Change by Us NYC was created by Local Projects and is run by the City of New York, with a sister project in Philadelphia. The website says it's a place for New Yorkers to put their ideas into action by creating projects and building teams to make the city a better place to live.

The site recently received a $590,000 grant from the James S. and James L. Knight Foundation, and has grown to almost 10,000 users across both cities where it's in use.

"The site becomes a space where a city can watch and be inspired, and actually be inspired to actualize several different projects collectively, neighborhood by neighborhood, community group by community group," Barton said.

After all, what good is it to know about a problem if there's no money to solve it?

"Cities are just plain broke," Barton said. "They don't have the resources to get all these new reported problems fixed. They already have too many of them that they can't solve," he said.
And therein lies the impetus for Change By Us.

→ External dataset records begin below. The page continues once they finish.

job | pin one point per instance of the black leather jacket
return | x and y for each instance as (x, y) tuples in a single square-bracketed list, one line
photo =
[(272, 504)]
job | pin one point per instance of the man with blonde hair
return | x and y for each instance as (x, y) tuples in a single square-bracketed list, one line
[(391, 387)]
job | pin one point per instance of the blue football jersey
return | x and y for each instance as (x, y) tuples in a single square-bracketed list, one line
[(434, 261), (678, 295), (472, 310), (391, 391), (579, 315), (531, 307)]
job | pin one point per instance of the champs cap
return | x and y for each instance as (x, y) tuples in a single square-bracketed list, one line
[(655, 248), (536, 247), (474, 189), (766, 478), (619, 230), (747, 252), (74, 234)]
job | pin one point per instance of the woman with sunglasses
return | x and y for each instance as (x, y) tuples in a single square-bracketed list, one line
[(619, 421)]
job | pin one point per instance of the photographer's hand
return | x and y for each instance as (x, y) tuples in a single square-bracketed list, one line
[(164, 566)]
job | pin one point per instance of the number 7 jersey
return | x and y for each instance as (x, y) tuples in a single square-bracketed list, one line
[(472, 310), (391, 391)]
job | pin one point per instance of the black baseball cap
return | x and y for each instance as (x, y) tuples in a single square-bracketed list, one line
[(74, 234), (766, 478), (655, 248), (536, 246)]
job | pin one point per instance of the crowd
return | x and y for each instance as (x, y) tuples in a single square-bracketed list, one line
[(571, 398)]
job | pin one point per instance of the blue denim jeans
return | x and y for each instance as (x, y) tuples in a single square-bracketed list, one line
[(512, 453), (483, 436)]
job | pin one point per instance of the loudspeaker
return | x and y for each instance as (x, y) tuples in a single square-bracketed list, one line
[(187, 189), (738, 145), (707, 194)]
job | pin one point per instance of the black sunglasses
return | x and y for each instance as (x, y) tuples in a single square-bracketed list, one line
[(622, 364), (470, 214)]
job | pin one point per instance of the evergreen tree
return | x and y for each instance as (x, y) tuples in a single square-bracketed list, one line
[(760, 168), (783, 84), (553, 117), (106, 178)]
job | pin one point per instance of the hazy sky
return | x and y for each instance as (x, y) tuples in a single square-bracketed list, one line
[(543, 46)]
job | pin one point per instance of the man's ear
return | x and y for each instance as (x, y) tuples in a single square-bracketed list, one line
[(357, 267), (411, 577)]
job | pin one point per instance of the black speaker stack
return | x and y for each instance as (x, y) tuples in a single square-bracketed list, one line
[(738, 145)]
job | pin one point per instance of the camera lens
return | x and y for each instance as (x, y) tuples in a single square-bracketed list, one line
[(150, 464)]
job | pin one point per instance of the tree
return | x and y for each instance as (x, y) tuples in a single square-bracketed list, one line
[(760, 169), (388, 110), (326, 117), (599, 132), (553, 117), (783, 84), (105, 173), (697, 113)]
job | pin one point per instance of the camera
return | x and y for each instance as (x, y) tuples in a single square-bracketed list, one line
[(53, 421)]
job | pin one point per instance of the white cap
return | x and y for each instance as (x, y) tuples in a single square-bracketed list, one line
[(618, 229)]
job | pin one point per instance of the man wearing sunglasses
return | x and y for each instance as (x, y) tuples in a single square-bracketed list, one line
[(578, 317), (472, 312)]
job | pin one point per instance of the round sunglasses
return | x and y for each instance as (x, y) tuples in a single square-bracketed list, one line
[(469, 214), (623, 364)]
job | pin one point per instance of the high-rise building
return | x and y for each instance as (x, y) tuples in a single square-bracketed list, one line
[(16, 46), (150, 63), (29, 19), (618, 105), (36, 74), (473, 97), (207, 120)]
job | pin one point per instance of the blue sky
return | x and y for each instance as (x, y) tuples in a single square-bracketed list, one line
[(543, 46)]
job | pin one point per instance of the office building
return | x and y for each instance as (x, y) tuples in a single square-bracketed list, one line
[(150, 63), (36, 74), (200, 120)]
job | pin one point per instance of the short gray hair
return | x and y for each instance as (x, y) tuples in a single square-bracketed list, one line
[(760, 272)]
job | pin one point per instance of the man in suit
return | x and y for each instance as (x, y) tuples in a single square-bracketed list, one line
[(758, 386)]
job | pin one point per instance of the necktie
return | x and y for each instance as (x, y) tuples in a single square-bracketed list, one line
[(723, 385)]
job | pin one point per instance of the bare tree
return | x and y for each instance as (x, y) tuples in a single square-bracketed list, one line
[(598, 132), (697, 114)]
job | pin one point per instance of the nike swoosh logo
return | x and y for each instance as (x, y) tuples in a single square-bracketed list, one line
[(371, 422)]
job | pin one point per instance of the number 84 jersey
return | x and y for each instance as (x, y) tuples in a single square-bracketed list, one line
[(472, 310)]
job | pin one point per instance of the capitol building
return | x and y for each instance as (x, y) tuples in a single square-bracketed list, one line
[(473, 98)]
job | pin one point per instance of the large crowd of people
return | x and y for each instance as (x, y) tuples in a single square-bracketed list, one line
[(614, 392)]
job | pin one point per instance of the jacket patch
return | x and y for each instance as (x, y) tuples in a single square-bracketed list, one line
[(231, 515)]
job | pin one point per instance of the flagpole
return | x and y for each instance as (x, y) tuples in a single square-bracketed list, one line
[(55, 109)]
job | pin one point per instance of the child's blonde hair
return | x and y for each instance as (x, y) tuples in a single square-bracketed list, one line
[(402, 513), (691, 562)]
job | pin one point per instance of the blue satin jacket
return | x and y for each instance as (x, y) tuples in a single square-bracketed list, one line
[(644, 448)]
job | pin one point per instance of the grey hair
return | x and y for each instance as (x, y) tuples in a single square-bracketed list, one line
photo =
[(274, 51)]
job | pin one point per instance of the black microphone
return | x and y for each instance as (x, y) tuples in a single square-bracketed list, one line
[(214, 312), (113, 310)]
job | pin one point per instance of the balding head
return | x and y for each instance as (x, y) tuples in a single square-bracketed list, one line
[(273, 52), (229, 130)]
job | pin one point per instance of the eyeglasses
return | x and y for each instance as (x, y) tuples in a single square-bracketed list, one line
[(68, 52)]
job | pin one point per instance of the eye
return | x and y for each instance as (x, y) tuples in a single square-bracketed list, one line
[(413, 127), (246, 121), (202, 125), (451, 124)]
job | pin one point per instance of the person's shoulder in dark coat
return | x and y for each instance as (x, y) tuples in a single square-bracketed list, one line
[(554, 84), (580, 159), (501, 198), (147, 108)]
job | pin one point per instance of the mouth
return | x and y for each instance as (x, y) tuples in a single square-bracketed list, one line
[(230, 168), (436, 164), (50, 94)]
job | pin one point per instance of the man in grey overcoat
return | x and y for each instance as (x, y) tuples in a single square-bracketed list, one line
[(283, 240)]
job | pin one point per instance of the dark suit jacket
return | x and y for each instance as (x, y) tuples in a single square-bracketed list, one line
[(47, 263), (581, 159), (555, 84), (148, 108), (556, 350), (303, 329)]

"Citizens have responded with everything from composting groups, food justice groups, urban gardens, the rooftop gardens, to planting trees," Barton says.

In Brownsville, Brooklyn, for example, a neighborhood resident wanted to rehabilitate a community garden. Local volunteers signed on to help, and ChangeByUs, which is also backed by the Rockefeller and Case foundations, freed up a small amount of grant money and connected the project leader with additional support. Rather than centrally plan improvement projects, the ChangeByUs model gives citizens a place to show up and announce which projects they'd be willing to help finish, or, in some cases, do completely without government intervention.

That's the route SeeClickFix took when faced with those crowds at the bus stop outside of their offices on Chapel Street. Company staffers crowd-funded the cardboard bench they set out for the New Haven commuters waiting there each day. Fifteen SeeClickFix users donated $15 to $20 apiece. After kickstarting the solution to their own problem, Berkowitz and company wrote a single question on the bench and left a Sharpie there to answer it.

"What," they asked, "are you waiting for?"

As with any experiment, SeeClickFix's collaborative action had unintended consequences. Within four hours of leaving that prompt on the Chapel Street bus stop bench, it had been covered with everything ranging from memorials to dead friends to the occasional "I love you dad."

That was just the first project. Citizens raised $12,000 for a mural, Berkowitz says. The city is opening a crowdfunded dog park up on the other side of the train tracks from the SeeClickFix office.

"We're putting ideas out there about how to pay for the city to light up a prominent statue in a neighborhood park, [and] we're fundraising for a local block party," Berkowitz said.

This is the next largely unexplored frontier of Internet-enabled urbanism. Another new crop of companies, like Florida-based Citizinvestor, has emerged to take the Kickstarter crowdfunding model and apply it to civic projects. In September, Citizinvestor announced that a citizen of St. Petersburg, Florida, became the first person to gain enough support for his project to take the next step. The company announced it would help the petitioner set up a meeting with the city for the idea, city-backed bicycle pumps and repair stations, and then possibly serve as a platform to crowd-fund the money necessary to make it a reality. There's no telling if these sites will be successful. It's also unclear how sustainable Internet-enabled citizen interest can be, if it has merit to ask people online not just to report issues or help decide which ones to fix but also to stay involved in building and maintaining new features of their cities. Even after something is funded, after all — no matter how small the project — who continues to care for the project is still an open question.

Berkowitz found this out already with the cardboard benches his employees put out at their bus stop in New Haven. Each evening, while locking up the office, someone at the SeeClickFix office brings the benches in to keep them out of the rain.